From the marinara sauce to the sausages and the bread crumbs, Ricco has borrowed the best of the small family-run food vendors on Graham and Metropolitan avenues and incorporated them into his new restaurant, Grandma Roses, named after his beloved great grandmother.
It’s the authenticity of an old-world food culture that is disappearing in Williamsburg that sets Ricco’s restaurant apart from newer additions off the L train.
“I want to give a shout out to Emily’s Pork Store, I get my sausage from there, and to Napoli Bakery,” said Ricco. “I worked there when I was younger making bread. Sal is a real gift to this neighborhood. Model T Meats has the best chicken in North Brooklyn. Also Pat from Zolo’s Fish Market is a wonderful. I feel very blessed in this neighborhood. They have some of the best meat and produce in Brooklyn.”
Ricco, a lifelong Greenpoint resident and former Bear Stearns stockbroker who got out of the financial world months before its collapse, is now investing his time and resources into his Italian restaurant, which opened in June 2009. He has adapted many of his family’s recipes which are featured prominently in the menu, such as chicken Parmesan, fried risotto balls, and an array of pizzas, but according to Ricco, everything begins with the perfect marinara sauce. His sauce comes from canned Roma tomatoes shipped from California that are crushed and simmered for two-and-a-half hours.
“I knew I was doing something right when the old timers come in and were raving about the marinara sauce, and saying it reminded them of their family,” said Ricco.
Some of the menu’s standouts include the fried eggplant balls, which Ricco “can’t keep on the shelves!”, meatballs made from scratch, Sicilian pizza with sausage, buffalo wings brined and fried with four kinds of dipping sauces, and thick cut cries made from potatoes that soak in cold water and are made to order.
“I make the meatballs here with beef, pork and veal,” said Ricco. “I cook all day.”
The restaurant is beginning known for its late hours, open until 4 a.m. on most days, and its impromptu catering. Ricco supplies popular bar food such as wings, eggplant balls and pizza, for nearby R Bar (451 Meeker Ave.) and several other venues, particularly on game nights. That, and the large portions, which can make every order feel like a family occasion.
“I believe in large portions. I like to feed people,” said Ricco.
Ricco is planning several specials through the holiday and football seasons, such as squid pies, Korean beef dipping sandwiches made from a 10-pound brisket. There’s a catered meal for Christmas in the works and the Easter holiday will feature Easter pies with an array of cured meats from local butchers. Ricco’s garlic knot challenge for high schoolers is ongoing.

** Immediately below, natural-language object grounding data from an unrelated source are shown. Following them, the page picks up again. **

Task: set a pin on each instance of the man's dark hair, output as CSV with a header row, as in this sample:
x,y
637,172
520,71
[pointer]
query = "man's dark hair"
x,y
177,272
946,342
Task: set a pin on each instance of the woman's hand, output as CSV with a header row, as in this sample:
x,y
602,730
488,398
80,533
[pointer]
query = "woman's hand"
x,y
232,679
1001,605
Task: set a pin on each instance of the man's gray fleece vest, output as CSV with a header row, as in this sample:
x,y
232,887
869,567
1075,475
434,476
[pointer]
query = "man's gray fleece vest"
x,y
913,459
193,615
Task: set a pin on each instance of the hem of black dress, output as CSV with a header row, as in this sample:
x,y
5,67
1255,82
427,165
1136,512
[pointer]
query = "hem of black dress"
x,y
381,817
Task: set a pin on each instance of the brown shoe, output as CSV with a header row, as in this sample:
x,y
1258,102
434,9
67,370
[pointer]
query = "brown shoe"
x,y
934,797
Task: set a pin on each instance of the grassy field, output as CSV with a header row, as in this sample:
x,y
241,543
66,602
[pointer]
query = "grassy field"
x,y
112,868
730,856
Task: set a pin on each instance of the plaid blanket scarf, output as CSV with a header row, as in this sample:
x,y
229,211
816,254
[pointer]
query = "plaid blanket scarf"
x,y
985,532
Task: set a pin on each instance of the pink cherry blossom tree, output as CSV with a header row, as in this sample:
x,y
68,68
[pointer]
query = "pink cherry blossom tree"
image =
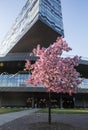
x,y
55,72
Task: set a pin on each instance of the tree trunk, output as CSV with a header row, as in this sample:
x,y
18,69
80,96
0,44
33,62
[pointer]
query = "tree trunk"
x,y
49,109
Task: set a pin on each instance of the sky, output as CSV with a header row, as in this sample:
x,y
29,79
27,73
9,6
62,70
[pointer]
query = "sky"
x,y
75,22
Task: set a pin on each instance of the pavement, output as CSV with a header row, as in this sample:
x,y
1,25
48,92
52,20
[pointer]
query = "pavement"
x,y
5,118
78,121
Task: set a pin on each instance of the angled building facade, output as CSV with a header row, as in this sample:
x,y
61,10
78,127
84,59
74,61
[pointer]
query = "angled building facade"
x,y
40,21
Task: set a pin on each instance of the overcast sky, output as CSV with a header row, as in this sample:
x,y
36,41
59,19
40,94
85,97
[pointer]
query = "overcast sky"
x,y
75,21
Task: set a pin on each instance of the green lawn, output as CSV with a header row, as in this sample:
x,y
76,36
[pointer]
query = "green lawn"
x,y
66,111
7,110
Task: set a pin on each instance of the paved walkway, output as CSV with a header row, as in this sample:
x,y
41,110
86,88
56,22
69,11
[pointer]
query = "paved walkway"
x,y
4,118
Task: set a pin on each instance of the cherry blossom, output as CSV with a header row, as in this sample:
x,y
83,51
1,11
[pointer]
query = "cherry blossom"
x,y
55,72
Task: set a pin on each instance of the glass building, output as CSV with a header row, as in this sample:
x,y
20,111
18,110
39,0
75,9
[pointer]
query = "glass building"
x,y
45,11
40,21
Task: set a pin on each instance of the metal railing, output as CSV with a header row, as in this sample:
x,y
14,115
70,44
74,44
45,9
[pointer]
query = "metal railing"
x,y
19,80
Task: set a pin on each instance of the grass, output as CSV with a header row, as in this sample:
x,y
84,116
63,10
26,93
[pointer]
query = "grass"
x,y
66,111
8,110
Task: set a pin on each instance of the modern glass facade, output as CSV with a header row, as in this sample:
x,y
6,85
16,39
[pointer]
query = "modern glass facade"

“High schoolers come in, I ask a trivia question (in American History or Social Studies). If they get it, they get a garlic knot,” said Ricco.

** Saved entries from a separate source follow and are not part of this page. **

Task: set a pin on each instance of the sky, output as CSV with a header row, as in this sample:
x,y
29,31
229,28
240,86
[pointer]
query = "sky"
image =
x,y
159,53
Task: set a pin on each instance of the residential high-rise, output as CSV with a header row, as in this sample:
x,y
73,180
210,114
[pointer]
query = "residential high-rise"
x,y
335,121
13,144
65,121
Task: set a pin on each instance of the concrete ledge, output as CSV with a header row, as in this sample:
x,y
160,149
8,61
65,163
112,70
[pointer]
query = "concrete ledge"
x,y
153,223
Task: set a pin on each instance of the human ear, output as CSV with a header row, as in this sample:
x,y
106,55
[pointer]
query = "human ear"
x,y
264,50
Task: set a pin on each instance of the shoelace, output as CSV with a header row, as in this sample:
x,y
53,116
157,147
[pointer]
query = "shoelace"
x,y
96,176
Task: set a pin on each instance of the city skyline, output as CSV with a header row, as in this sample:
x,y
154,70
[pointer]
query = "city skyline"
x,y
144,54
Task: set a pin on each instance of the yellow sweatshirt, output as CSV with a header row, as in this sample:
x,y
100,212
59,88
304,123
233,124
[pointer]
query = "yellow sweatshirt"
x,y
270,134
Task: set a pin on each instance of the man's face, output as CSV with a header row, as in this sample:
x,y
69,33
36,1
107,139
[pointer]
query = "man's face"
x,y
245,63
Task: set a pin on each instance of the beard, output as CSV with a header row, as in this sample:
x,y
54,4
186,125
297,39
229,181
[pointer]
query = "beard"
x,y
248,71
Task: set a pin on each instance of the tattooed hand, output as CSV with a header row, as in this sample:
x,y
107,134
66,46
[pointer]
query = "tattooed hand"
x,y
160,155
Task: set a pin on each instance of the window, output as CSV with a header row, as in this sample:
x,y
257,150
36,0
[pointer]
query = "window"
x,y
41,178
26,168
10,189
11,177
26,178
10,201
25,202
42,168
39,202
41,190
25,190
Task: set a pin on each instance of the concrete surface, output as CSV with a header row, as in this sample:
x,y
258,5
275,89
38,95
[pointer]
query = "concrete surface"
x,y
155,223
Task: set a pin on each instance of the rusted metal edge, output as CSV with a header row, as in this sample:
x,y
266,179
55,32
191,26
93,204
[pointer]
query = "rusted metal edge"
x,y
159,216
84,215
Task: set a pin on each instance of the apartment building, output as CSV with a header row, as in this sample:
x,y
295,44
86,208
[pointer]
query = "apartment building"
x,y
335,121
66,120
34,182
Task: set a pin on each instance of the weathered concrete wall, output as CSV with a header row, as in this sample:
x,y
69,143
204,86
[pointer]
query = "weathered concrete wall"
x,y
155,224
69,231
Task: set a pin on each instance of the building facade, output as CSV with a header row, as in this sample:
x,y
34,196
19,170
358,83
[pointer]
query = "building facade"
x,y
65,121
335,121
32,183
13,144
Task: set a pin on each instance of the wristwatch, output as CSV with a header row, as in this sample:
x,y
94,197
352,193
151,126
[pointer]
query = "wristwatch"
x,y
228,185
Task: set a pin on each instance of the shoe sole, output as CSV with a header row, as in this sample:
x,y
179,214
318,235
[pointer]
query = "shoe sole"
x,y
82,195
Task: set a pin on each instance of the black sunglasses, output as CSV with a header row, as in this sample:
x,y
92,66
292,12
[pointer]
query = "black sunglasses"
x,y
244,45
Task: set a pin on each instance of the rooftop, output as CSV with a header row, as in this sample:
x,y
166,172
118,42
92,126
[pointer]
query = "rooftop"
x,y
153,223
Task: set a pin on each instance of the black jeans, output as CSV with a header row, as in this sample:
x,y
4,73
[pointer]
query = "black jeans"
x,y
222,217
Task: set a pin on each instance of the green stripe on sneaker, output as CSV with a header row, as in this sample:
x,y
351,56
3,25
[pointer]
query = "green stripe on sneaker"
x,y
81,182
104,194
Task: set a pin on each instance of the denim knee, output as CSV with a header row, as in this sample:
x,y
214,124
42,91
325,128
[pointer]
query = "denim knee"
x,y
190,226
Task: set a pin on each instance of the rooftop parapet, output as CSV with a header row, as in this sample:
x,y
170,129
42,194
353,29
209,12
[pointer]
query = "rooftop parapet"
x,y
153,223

The kitchen in the back of Grandma Roses is surprisingly small for the volume of food that the restaurant serves each day, in addition to catered meals which can get heaved upon the restaurant staff only a few hours in advance.
“I use guerilla tactics in the kitchen,” said Ricco. “If it’s got to get done, it’s going to get done. We’ll do it. If a person wants something, all they have to do is ask for it.”